待機電力を減らしたら機器が動かなくなった
原因:一部の機器は常時通電が必要で、コンセントを抜くと設定がリセットされたり、ソフトウェア更新ができなくなったりします。Wi-Fiルーター、レコーダー、ガス給湯器(リモコン)などは注意が必要です。
対処:取扱説明書で「常時通電」や「待機電力」の項目を確認します。必要な機器は抜かず、不要な機器(使っていないゲーム機、古いプリンタなど)だけを抜くようにします。
節電したのに請求が増えた
原因:補助終了のタイミングと検針日のずれで、節電効果より補助消失の影響が大きい可能性があります。また、燃料費調整額や再エネ賦課金の変動も影響します。
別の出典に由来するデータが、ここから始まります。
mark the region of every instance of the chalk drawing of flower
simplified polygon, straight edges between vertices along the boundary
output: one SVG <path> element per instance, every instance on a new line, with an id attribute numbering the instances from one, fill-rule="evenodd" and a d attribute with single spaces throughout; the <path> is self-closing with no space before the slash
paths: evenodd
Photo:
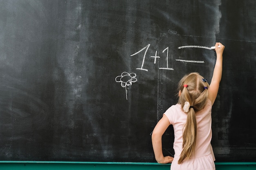
<path id="1" fill-rule="evenodd" d="M 125 87 L 126 100 L 127 100 L 127 86 L 132 85 L 132 83 L 137 81 L 137 79 L 135 78 L 136 74 L 134 73 L 128 73 L 127 72 L 123 72 L 121 76 L 118 76 L 116 77 L 116 82 L 121 83 L 121 86 Z"/>

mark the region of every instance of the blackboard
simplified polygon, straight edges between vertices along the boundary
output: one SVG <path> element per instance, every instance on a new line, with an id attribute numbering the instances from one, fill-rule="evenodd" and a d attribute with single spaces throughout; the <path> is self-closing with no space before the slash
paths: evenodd
<path id="1" fill-rule="evenodd" d="M 256 3 L 0 1 L 0 160 L 155 162 L 151 132 L 219 41 L 216 161 L 255 161 Z"/>

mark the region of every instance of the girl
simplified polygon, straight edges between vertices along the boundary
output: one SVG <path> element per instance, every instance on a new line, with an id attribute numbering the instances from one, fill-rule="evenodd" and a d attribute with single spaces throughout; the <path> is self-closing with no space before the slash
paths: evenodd
<path id="1" fill-rule="evenodd" d="M 185 76 L 180 81 L 178 103 L 167 109 L 154 129 L 155 159 L 159 163 L 172 162 L 171 170 L 215 169 L 211 144 L 211 107 L 221 79 L 225 48 L 221 43 L 215 44 L 217 59 L 210 85 L 198 73 Z M 174 158 L 164 157 L 162 151 L 162 135 L 170 124 L 174 130 Z"/>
対処:請求書の内訳を確認し、「使用量(kWh)」「補助額」「燃料費調整額」「再エネ賦課金」をそれぞれ前月と比較します。使用量が減っているのに請求が増えている場合は、補助消失や単価上昇が原因です。8月の電気代はなぜ高い?請求額が上がる仕組みと今できる対策で請求の仕組みを詳しく解説しています。
まとめ
- 補助は9月使用分で終了:10月使用分(11〜12月請求)からは値引きがなくなり、再エネ賦課金引き上げと合わせて月1,800円程度の負担増になります。
- 9月末までに固定費を見直す:料金プラン変更、古い家電の買い替え、待機電力削減、基本料金ゼロプランへの切り替えで、月1,500〜3,000円削減できます。
- 節電行動を習慣化する:エアコン・冷蔵庫・照明・給湯の使い方を見直し、チェックリストを実行すれば、月1,500〜2,000円削減できます。長期対策としてポータブル電源や蓄電池の導入も検討しましょう。
補助が続く今のうちに行動すれば、10月以降の電気代上昇を吸収できます。まずは料金プランの見直しから始めて、9月末までに固定費削減の目処を立てましょう。電気代1万円超えてる人が見直すべき5つのことも参考に、自分の家庭に合った対策を選んでください。